Medtronic CEO Omar Ishrak

Medtronic ($MDT) executive Dr. Stephen Oesterle once predicted that Alphabet ($GOOG) will be his company's "arch-competitor" in 20 years, saying "these guys have too much money, too much imagination. They're not constrained by business as usual."

But CEO Omar Ishrak struck a more ambivalent tone in a recent interview with the Minneapolis/St. Paul Journal.

"They bring a different capability compared to what we bring, whether that will create a competitor or partner is tough to say, and it could be both," he said. "If they're in healthcare and we're in healthcare, we'll be interacting in some way. But healthcare is a very big space, with efforts all the way from prevention to acute care to clinical trial development to consumer-level awareness. In that broad space, there's plenty of room for everybody, whether one is a competitor or not is very difficult to say."

One area whether the companies appear on a collision course is minimally invasive robotic surgery. But, proving Ishrak's point, Verily (formerly Google Life Sciences) is entering the space via a partnership with Johnson & Johnson ($JNJ).

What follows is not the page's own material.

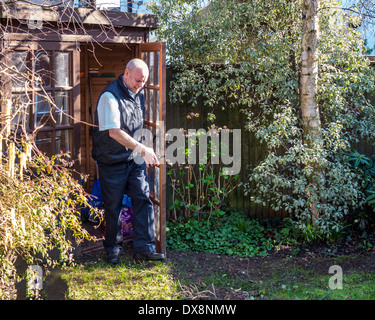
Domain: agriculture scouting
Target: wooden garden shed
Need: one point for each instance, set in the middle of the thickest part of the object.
(70, 55)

The duo's joint venture, Verb Surgical, is one of the most ambitious challengers to market leader Intuitive Surgical ($ISRG), maker of the daVinci surgical robot, but won't be commercialized in the near term.

J&J's Gary Pruden

"Our solution not only aims to give surgeons a better procedural experience by improving comfort and patient proximity but deliver a superior surgical experience through greater access and precision with the ability to make more informed decisions through the entire procedure. We can see a future in which the surgeon is no longer isolated in the OR, but through our system, we'll be able to connect to critical data, imaging and diagnostic information; information that will help the surgeon make the best, most accurate decisions as and when they're needed," said Gary Pruden, J&J worldwide chairman of global surgery, during the company's most recent earnings call.

Medtronic's plan involves tying Covidien's interventional surgical devices to robotic equipment under development, with a launch hoped for later this year.

However, a partnership between Alphabet and Medtronic in other med tech arenas is certainly plausible, possibly setting up a rivalry with J&J in another space. That would make it difficult to say whether Alphabet is a competitor or not, as Ishrak suggested.

Medtronic already has alliances with other Silicon Valley or tech players, including Samsung and IBM Watson Health.